The Vlasov-Fokker-Planck Equation with High Dimensional Parametric Forcing Term

TL;DR

This paper studies the Vlasov-Fokker-Planck equation with a high-dimensional random electric field, proving that certain approximation methods can overcome the curse of dimensionality and outperform Monte Carlo in accuracy and efficiency.

Contribution

It introduces a residual-based adaptive sparse polynomial interpolation method for high-dimensional stochastic kinetic equations, demonstrating improved convergence and efficiency over traditional methods.

Findings

RASPI outperforms Monte Carlo in error decay rate

The method is dimension independent

Convergence rate exceeds that of Monte Carlo

Abstract

We consider the Vlasov-Fokker-Planck equation with random electric field where the random field is parametrized by countably many infinite random variables due to uncertainty.

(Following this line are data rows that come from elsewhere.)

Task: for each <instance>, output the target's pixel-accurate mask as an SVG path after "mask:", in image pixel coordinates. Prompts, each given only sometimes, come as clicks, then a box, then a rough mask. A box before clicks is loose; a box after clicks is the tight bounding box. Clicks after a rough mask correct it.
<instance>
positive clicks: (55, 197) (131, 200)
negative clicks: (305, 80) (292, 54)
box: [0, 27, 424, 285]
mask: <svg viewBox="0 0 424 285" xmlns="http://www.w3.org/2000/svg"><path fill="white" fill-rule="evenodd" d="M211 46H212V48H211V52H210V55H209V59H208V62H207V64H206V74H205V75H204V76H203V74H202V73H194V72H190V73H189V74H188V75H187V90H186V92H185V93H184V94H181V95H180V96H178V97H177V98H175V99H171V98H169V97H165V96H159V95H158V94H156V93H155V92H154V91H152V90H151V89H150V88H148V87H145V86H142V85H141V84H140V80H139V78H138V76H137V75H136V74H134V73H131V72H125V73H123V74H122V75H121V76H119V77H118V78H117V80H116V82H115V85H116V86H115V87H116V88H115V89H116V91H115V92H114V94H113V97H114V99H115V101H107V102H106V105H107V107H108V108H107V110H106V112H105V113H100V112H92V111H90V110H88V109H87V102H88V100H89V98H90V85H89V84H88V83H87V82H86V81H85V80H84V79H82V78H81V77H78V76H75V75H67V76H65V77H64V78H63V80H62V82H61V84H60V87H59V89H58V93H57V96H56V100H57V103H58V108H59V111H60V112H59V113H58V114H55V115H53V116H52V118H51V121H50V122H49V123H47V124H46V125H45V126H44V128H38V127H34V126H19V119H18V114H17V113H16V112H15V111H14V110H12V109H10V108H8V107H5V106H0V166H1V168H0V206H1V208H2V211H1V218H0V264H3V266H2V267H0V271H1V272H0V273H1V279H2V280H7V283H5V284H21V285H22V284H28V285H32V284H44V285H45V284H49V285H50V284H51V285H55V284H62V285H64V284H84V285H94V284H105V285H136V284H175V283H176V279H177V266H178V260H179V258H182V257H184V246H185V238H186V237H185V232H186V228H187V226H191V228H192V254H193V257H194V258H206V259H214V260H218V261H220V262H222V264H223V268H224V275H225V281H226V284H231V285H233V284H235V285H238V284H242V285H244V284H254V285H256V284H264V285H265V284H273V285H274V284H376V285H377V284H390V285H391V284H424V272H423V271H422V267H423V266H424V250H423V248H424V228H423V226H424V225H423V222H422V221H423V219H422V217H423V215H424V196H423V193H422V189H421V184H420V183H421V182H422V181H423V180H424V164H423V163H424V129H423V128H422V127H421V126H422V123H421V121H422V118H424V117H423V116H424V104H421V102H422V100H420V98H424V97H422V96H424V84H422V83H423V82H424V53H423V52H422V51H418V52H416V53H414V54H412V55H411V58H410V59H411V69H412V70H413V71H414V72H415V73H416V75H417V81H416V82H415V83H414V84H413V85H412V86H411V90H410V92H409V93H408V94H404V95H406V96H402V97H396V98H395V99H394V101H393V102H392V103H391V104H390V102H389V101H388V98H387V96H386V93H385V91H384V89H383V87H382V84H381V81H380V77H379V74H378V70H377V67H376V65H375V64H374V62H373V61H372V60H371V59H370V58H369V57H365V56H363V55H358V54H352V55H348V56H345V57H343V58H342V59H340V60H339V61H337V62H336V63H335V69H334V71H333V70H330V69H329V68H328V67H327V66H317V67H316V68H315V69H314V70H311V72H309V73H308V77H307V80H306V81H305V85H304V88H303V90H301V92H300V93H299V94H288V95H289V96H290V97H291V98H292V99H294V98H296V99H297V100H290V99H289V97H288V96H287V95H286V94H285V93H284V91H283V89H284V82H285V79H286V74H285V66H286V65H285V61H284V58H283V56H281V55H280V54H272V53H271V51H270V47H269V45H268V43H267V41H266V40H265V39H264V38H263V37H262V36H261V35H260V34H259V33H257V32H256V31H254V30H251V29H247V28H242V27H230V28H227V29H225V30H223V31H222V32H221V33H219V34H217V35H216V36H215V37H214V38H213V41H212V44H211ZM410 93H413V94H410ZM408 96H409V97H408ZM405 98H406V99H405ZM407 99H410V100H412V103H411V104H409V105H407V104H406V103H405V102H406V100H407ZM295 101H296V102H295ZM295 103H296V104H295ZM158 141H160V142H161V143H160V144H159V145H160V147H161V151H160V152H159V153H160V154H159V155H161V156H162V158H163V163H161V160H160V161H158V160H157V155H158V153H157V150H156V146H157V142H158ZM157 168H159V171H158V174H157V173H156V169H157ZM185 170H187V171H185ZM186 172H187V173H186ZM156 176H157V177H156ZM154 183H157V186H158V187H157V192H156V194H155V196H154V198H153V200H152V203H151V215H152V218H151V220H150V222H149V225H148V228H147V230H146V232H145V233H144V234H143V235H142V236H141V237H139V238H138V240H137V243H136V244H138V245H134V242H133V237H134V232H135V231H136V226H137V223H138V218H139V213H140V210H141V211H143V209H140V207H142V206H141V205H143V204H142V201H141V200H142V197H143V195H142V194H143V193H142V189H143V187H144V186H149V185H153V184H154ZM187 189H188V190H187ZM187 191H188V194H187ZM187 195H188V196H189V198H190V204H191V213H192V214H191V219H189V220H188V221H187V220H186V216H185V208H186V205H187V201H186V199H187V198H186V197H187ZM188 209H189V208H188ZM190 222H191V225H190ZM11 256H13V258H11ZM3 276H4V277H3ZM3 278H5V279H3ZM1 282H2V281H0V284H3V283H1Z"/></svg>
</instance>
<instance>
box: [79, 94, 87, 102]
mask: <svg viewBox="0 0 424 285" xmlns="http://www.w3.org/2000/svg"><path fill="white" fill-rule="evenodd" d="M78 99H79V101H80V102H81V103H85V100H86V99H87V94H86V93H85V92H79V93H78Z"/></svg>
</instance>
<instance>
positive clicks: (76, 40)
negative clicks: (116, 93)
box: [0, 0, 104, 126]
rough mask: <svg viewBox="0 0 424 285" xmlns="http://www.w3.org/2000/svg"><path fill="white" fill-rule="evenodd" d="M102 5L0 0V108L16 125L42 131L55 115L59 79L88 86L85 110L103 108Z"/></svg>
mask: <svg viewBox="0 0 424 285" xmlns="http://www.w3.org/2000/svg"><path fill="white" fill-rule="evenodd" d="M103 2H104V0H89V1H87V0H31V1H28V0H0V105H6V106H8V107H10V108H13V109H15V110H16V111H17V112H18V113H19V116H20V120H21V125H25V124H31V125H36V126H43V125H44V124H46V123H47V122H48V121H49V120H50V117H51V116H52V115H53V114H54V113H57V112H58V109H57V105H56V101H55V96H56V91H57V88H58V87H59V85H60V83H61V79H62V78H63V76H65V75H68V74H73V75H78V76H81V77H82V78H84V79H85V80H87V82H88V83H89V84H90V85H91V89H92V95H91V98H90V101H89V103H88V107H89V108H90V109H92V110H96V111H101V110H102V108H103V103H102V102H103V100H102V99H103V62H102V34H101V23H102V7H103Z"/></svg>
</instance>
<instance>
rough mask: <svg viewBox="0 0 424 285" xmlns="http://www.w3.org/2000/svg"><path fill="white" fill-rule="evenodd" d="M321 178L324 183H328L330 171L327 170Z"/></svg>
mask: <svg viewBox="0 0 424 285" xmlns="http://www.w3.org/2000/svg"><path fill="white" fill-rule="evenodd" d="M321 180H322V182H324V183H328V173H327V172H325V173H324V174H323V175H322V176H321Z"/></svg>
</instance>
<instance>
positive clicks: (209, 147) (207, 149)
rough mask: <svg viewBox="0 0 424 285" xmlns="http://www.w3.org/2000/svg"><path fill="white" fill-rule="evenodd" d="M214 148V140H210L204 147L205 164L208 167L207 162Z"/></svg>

At the theoretical level, with suitable assumption on the anisotropy of the randomness, adopting the technique employed in elliptic PDEs [Cohen, DeVore, 2015], we prove the best N approximation in the random space breaks the dimension curse and the convergence rate is faster than the Monte Carlo method. For the numerical method, based on the adaptive sparse polynomial interpolation (ASPI) method introduced in [Chkifa, Cohen, Schwab, 2014], we develop a residual-based adaptive sparse polynomial interpolation (RASPI) method which is more efficient for multi-scale linear kinetic equation, when using numerical schemes that are time-dependent and implicit. Numerical experiments show that the numerical error of the RASPI decays faster than the Monte-Carlo method and is also dimension independent.